Christchurch City Council has signalled it wants to fast-track work on improving the warmth and dryness of its social housing stock and has asked staff to investigate options for borrowing the money required for the work.
Regulations require landlords to ensure all rental properties meet minimum insulation standards. However, some of the social housing units owned by the Council are exempt from those 2016 regulations because the nature of their construction means they cannot be insulated without major building works.
New standards that come into effect this year also require landlords to improve heating, ventilation, drainage and draught stopping by 1 July 2023.
Today, the Council discussed options for improving the warmth and dryness of its social housing units.
It has asked staff to investigate the possibility of the Council borrowing the money required for the building work so that heating, ventilation and insulation improvements for the exempt units can be undertaken by the end of 2020.
Staff will bring a report on the financing options to the 12 September Council meeting.
The Council is still considering what feedback it should provide on a draft proposal which could ultimately result in additional, permanent lighting being installed at Hagley Oval.
It is one of several statutory partners asked by Regenerate Christchurch to give feedback on a draft proposal to use the Greater Christchurch Regeneration Act 2016 to make changes to the regulations governing the use and operation of the Oval.
Regenerate Christchurch has put forward the draft proposal on behalf of the Canterbury Cricket Trust.
At its meeting today Mayor Lianne Dalziel and Councillors listened to several deputations on the issue.

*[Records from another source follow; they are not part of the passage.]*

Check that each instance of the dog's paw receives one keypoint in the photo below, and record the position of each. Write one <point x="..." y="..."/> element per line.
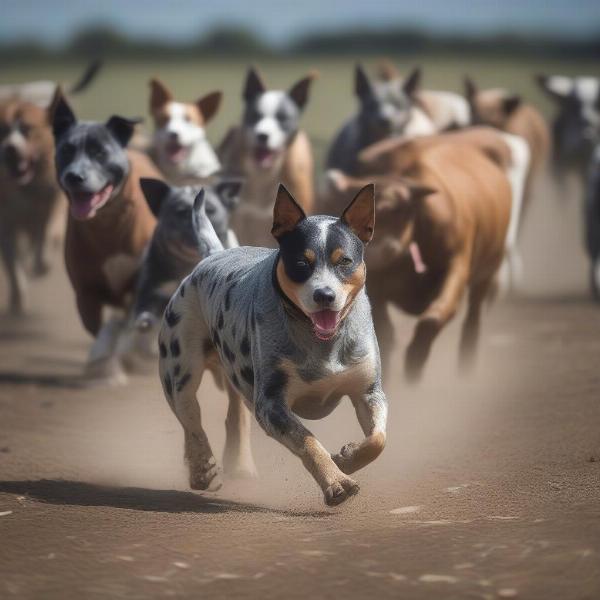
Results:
<point x="104" y="373"/>
<point x="205" y="476"/>
<point x="345" y="458"/>
<point x="340" y="491"/>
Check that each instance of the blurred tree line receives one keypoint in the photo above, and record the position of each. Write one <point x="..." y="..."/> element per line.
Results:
<point x="107" y="42"/>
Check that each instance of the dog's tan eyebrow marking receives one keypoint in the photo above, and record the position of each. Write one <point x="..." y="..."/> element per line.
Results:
<point x="310" y="255"/>
<point x="336" y="255"/>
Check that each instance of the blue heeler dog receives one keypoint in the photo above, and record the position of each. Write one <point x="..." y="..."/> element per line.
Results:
<point x="292" y="330"/>
<point x="180" y="240"/>
<point x="387" y="108"/>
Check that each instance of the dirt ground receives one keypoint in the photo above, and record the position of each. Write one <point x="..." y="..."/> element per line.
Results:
<point x="489" y="487"/>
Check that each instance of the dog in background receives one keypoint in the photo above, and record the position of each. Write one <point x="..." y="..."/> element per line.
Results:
<point x="31" y="204"/>
<point x="577" y="122"/>
<point x="447" y="110"/>
<point x="267" y="148"/>
<point x="181" y="240"/>
<point x="386" y="108"/>
<point x="292" y="331"/>
<point x="508" y="112"/>
<point x="180" y="147"/>
<point x="108" y="227"/>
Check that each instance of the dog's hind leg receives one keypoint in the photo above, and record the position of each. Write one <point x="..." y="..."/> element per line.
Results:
<point x="237" y="456"/>
<point x="469" y="338"/>
<point x="182" y="344"/>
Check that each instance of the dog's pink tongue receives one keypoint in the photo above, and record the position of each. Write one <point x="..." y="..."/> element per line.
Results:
<point x="325" y="322"/>
<point x="415" y="253"/>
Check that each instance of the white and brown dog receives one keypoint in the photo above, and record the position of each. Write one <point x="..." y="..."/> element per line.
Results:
<point x="267" y="148"/>
<point x="180" y="147"/>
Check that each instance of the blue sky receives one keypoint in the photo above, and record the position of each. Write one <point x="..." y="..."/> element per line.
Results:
<point x="53" y="21"/>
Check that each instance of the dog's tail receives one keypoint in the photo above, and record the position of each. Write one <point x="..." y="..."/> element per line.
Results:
<point x="88" y="76"/>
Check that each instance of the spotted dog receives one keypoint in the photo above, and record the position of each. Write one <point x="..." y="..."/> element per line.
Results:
<point x="293" y="332"/>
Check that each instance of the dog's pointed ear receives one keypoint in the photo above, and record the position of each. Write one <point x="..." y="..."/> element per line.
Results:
<point x="510" y="104"/>
<point x="61" y="114"/>
<point x="411" y="83"/>
<point x="159" y="95"/>
<point x="359" y="215"/>
<point x="287" y="213"/>
<point x="386" y="70"/>
<point x="229" y="191"/>
<point x="299" y="91"/>
<point x="122" y="128"/>
<point x="362" y="83"/>
<point x="209" y="105"/>
<point x="155" y="191"/>
<point x="470" y="88"/>
<point x="254" y="85"/>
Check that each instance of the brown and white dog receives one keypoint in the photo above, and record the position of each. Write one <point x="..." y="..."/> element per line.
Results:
<point x="180" y="147"/>
<point x="446" y="110"/>
<point x="506" y="111"/>
<point x="31" y="204"/>
<point x="266" y="149"/>
<point x="443" y="209"/>
<point x="109" y="224"/>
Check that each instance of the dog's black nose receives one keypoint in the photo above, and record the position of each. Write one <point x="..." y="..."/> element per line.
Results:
<point x="324" y="296"/>
<point x="74" y="178"/>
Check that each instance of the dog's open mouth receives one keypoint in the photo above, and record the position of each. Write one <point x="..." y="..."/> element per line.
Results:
<point x="265" y="157"/>
<point x="176" y="152"/>
<point x="84" y="205"/>
<point x="325" y="323"/>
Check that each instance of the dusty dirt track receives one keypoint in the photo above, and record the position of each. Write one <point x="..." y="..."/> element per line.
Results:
<point x="497" y="477"/>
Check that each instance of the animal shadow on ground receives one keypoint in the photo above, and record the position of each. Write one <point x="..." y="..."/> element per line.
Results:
<point x="77" y="493"/>
<point x="42" y="380"/>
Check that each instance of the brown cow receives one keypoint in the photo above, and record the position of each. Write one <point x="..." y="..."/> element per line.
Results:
<point x="443" y="210"/>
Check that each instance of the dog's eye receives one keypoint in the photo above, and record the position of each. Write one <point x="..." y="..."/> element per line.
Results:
<point x="345" y="261"/>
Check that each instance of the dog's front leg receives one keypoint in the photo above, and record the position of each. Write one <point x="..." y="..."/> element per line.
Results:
<point x="281" y="424"/>
<point x="437" y="314"/>
<point x="14" y="272"/>
<point x="371" y="411"/>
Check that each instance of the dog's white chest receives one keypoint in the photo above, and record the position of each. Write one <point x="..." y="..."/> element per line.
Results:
<point x="317" y="398"/>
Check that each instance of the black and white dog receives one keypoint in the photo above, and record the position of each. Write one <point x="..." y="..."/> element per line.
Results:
<point x="577" y="119"/>
<point x="387" y="108"/>
<point x="181" y="239"/>
<point x="292" y="330"/>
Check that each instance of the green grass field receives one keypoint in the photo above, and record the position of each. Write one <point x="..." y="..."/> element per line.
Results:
<point x="122" y="87"/>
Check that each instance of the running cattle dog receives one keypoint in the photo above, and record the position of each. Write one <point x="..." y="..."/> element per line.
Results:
<point x="292" y="329"/>
<point x="109" y="223"/>
<point x="267" y="148"/>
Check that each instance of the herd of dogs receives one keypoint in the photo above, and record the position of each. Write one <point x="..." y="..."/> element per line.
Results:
<point x="239" y="262"/>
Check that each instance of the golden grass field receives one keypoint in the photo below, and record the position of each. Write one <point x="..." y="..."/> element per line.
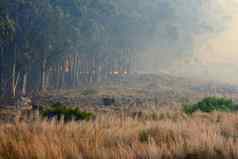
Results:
<point x="161" y="134"/>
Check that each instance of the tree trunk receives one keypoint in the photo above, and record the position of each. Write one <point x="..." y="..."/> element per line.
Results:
<point x="1" y="71"/>
<point x="24" y="84"/>
<point x="43" y="75"/>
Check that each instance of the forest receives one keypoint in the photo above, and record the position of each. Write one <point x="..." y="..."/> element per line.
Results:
<point x="59" y="44"/>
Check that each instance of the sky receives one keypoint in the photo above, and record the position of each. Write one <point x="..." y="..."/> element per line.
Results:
<point x="215" y="57"/>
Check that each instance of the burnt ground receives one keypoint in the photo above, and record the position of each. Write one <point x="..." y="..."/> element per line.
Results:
<point x="134" y="91"/>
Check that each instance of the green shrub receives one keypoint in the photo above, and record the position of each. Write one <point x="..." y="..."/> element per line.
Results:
<point x="88" y="92"/>
<point x="59" y="111"/>
<point x="211" y="104"/>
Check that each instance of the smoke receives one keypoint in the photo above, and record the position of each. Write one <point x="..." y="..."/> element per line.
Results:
<point x="189" y="38"/>
<point x="215" y="55"/>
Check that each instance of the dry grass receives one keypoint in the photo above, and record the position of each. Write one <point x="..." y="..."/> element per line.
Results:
<point x="164" y="134"/>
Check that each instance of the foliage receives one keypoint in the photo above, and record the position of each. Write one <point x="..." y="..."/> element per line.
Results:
<point x="60" y="111"/>
<point x="211" y="104"/>
<point x="87" y="92"/>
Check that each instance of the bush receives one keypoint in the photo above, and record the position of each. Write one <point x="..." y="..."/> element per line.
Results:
<point x="211" y="104"/>
<point x="59" y="111"/>
<point x="88" y="92"/>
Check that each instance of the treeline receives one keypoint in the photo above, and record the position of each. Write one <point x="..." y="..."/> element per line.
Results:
<point x="58" y="44"/>
<point x="54" y="44"/>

They also received technical advice from both Regenerate Christchurch and Council staff on the Greater Christchurch Regeneration Act and the Reserves Act processes that will need to be followed, depending on the final version of the proposal.
The Council will consider the amended feedback next week.

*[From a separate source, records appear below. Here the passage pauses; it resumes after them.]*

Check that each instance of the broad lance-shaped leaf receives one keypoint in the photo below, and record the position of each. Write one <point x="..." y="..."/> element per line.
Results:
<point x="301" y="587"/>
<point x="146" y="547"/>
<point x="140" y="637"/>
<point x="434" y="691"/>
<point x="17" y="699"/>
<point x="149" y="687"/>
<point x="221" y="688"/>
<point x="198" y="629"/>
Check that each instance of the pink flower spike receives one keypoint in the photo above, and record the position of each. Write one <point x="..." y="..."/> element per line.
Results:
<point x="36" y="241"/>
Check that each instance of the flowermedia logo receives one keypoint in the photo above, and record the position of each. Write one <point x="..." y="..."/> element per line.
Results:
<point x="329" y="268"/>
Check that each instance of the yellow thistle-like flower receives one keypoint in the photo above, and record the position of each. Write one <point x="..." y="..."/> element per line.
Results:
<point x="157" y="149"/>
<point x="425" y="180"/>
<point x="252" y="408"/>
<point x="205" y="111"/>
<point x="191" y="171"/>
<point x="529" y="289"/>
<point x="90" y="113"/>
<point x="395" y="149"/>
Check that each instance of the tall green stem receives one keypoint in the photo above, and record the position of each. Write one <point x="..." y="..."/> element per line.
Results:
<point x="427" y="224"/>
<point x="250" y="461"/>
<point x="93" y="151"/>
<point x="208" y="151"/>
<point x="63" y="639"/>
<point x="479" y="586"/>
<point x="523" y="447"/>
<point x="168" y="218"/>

New arts strategy endorsed
A new arts strategy for Christchurch has been endorsed by the Council.
The strategy, Toi Ōtautahi–Christchurch Arts, is the first of its kind in New Zealand and was co-created by the arts sector in partnership with funding agencies and the Council.
Toi Ōtautahi–Christchurch Arts focuses on supporting artists, as well as recognising the arts are central to improving people’s wellbeing, sense of identity and connectivity; to activating and bringing life to the city; to attracting visitors; and to boosting the economy.